Chapitre LXXXVIII (2/2)
Heureusement, une fois la porte franchie, cette mauvaise impression se dissipa. La princesse Sanaâ, droite comme une flèche et belle comme la lune, nous attendait toute seule, une chandelle à la main, au milieu de cette immense antichambre dans laquelle j’avais dû patienter, autrefois, pour être reçue en audience. Serviteurs affairés et courtisans affables avaient disparu, laissant la place à un silence presque solennel.
Sans un mot, Sanaâ me prit par la main, qu’elle serra bien fort entre les siennes, et elle nous guida dans le méandre des couloirs de son palais. Je renonçai très vite à me repérer parmi les étages, les tours et les détours. Et nous débouchâmes rapidement sur un long couloir désert, dans lequel deux minuscules meurtrières laissaient à peine filtrer le tremblement des étoiles et le vent de la nuit. Tout au fond se trouvait une porte en bois, très lourde, très épaisse, que nous franchîmes rapidement.
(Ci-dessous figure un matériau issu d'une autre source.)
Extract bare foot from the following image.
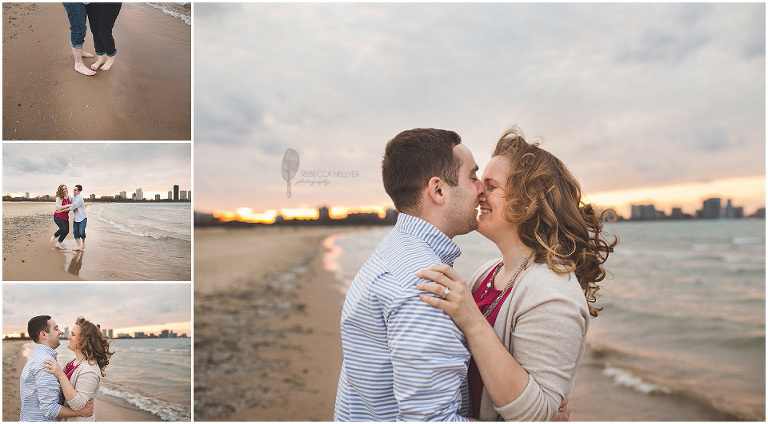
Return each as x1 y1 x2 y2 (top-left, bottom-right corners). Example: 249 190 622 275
75 63 96 77
91 56 105 71
101 56 115 71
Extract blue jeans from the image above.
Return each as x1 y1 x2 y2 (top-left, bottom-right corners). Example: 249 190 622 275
53 215 69 243
72 218 88 240
62 3 88 49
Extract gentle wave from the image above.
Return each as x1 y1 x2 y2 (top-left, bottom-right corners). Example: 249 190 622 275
603 363 672 395
99 385 191 421
616 245 765 264
96 211 187 241
147 3 192 26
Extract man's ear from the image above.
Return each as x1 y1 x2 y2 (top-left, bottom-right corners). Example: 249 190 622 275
427 177 447 205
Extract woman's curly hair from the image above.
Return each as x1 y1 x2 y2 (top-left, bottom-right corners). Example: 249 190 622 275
75 317 115 377
493 126 618 317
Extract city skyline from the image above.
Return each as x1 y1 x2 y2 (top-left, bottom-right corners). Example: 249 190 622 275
2 143 192 198
195 3 765 219
2 283 192 335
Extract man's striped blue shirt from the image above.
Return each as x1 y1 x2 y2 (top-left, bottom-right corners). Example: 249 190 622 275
19 343 61 421
334 213 470 421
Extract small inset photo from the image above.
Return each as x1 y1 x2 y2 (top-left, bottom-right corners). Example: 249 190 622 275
2 143 192 281
2 283 192 422
3 2 192 141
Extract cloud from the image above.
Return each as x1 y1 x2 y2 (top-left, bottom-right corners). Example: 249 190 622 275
190 3 765 214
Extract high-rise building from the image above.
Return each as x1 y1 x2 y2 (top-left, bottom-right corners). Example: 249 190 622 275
701 197 721 219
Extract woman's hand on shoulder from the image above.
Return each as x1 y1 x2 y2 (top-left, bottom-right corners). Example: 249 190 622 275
416 264 485 333
43 358 65 378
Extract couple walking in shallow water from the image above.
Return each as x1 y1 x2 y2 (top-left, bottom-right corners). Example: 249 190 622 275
51 184 88 251
62 2 123 76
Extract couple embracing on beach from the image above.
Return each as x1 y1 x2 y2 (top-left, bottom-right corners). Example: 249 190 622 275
51 184 88 252
19 315 115 422
334 127 618 421
62 2 123 76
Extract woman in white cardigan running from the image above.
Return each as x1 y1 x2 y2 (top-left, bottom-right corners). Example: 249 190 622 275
43 317 115 421
416 127 618 421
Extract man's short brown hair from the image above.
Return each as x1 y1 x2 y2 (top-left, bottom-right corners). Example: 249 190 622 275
381 128 461 213
27 315 51 343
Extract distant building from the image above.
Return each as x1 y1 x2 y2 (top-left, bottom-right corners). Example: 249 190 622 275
630 204 660 220
701 197 721 219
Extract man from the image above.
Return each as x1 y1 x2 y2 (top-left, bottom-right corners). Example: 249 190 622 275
334 129 483 421
69 184 88 250
19 315 93 421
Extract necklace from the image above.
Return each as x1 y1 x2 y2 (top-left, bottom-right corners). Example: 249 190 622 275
480 256 531 318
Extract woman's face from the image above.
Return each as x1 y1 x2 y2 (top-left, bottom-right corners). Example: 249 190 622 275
477 156 515 241
67 324 80 352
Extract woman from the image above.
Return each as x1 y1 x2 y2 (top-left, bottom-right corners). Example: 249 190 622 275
43 317 115 421
86 2 123 71
62 3 96 76
417 127 617 421
51 184 72 249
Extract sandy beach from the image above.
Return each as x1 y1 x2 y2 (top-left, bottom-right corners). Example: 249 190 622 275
194 228 733 421
3 203 84 281
3 3 191 140
3 340 160 421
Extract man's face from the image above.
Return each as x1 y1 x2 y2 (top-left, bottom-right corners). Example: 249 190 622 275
448 144 483 235
41 318 61 349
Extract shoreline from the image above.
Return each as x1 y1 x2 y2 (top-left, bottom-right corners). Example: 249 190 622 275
2 206 85 281
3 3 192 140
3 340 161 422
194 227 364 421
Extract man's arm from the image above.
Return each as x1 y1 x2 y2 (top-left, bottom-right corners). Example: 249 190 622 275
387 289 469 421
33 365 62 420
56 400 93 419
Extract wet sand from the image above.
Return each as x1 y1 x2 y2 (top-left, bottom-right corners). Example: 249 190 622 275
194 228 733 421
3 3 192 140
194 228 360 421
3 340 160 422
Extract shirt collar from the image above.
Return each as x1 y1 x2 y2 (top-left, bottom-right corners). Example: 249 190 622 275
395 213 461 266
37 343 59 359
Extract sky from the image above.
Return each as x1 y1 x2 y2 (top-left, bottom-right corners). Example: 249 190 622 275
194 3 766 217
3 142 192 199
3 283 192 337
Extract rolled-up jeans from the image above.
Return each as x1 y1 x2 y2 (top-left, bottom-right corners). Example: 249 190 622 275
62 3 88 49
53 215 69 243
72 218 86 241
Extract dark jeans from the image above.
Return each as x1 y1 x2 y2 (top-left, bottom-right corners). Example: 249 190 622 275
53 215 69 243
85 2 123 57
62 3 88 49
72 218 88 240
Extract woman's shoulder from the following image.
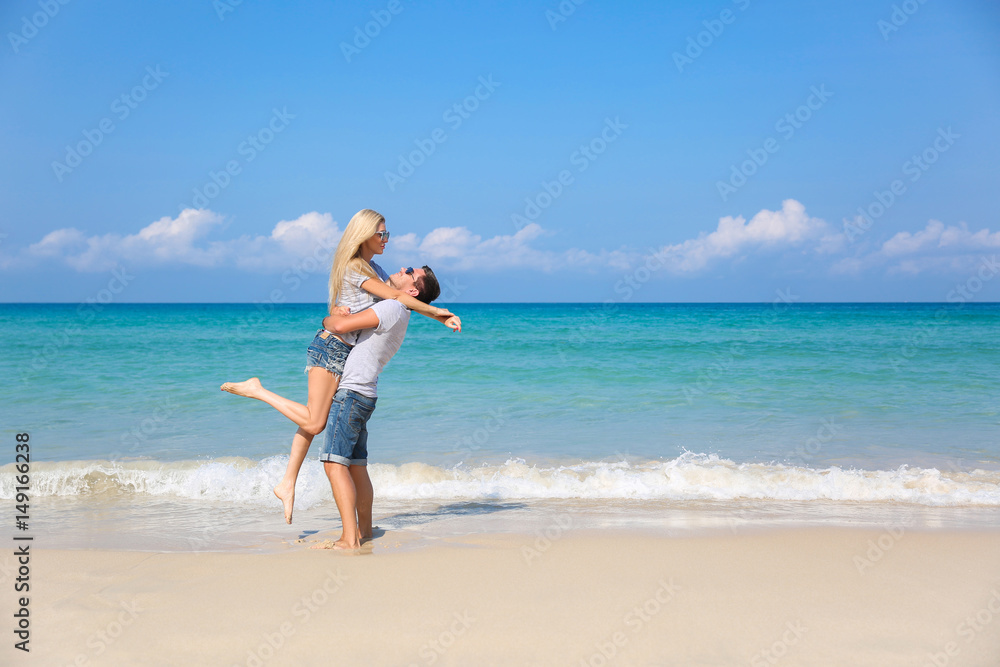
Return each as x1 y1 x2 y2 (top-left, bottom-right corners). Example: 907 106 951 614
368 260 389 283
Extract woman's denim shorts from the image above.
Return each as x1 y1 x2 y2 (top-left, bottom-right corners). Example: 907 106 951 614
306 329 351 377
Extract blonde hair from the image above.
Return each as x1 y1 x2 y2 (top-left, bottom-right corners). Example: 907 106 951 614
329 208 385 312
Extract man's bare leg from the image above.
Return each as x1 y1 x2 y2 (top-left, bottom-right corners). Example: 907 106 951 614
323 461 361 549
274 428 313 523
350 466 375 540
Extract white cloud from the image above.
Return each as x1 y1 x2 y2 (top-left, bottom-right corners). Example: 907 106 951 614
22 209 340 271
832 220 1000 275
659 199 828 273
11 199 988 284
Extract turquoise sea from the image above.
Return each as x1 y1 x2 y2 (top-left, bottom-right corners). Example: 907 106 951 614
0 302 1000 548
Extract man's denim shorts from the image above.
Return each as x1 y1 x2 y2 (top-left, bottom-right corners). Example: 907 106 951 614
306 329 351 377
319 389 376 466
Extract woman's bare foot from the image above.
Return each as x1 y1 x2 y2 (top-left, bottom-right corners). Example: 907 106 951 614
274 482 295 523
219 378 263 398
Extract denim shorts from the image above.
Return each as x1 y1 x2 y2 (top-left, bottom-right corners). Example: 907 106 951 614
319 389 376 466
306 329 351 377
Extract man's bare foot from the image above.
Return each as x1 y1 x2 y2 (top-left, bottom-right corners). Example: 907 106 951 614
274 482 295 523
219 378 263 398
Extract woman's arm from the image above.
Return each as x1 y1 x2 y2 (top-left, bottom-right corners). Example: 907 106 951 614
361 278 462 331
323 308 379 334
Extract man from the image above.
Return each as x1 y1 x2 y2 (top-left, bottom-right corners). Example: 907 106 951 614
312 266 458 549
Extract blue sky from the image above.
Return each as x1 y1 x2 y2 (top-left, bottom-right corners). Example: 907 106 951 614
0 0 1000 302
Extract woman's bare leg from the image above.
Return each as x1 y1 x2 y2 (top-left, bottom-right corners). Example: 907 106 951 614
274 428 314 523
219 366 340 435
232 366 340 523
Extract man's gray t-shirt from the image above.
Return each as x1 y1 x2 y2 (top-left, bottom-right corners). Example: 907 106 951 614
340 299 410 398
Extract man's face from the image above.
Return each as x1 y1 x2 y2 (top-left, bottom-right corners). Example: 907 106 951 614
389 266 426 292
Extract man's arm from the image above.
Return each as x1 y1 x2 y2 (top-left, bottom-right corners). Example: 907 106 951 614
323 308 379 334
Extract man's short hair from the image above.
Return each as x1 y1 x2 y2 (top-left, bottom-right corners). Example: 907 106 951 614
413 264 441 303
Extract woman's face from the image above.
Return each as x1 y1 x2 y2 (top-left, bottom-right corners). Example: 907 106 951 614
364 222 389 255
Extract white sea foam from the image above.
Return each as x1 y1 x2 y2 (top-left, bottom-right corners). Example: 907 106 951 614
7 452 1000 508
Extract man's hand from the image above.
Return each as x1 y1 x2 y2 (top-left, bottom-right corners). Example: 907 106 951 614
323 306 351 331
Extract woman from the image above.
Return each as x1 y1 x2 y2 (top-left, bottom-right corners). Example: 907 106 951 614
220 209 462 523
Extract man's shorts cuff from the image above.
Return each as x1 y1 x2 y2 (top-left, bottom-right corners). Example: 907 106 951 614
319 454 368 466
319 453 352 466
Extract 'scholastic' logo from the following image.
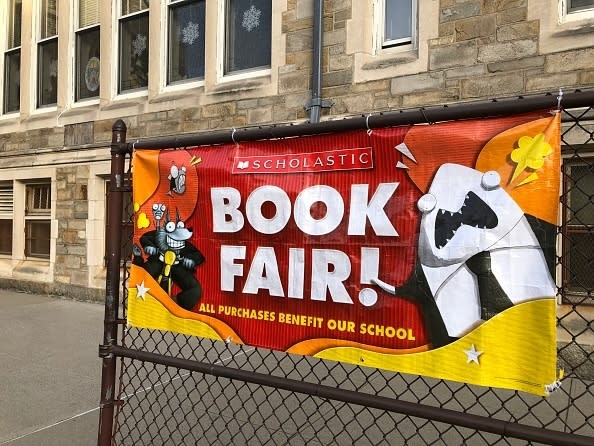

Je retins une exclamation de surprise en découvrant un petit appartement très coquet, très confortable, aux murs recouverts de tentures colorées et au sol rehaussé de dizaines de tapis chamarrés. Un grand balcon, très ouvert sur la mer en contrebas, permettait d’admirer le paysage sans s’exposer aux regards indiscrets. Un grand lit à baldaquins rouge et or me tendait les draps, tandis qu’un paravent gravé de nacre et de platine séparait la chambre d’une petite bibliothèque élégante où deux fauteuils à bascule semblaient prêts à entamer la conversation. Enfin, comble du luxe dans ce pays désertique, il y avait des plantes vertes à peu près partout, à l’intérieur comme sur la terrasse.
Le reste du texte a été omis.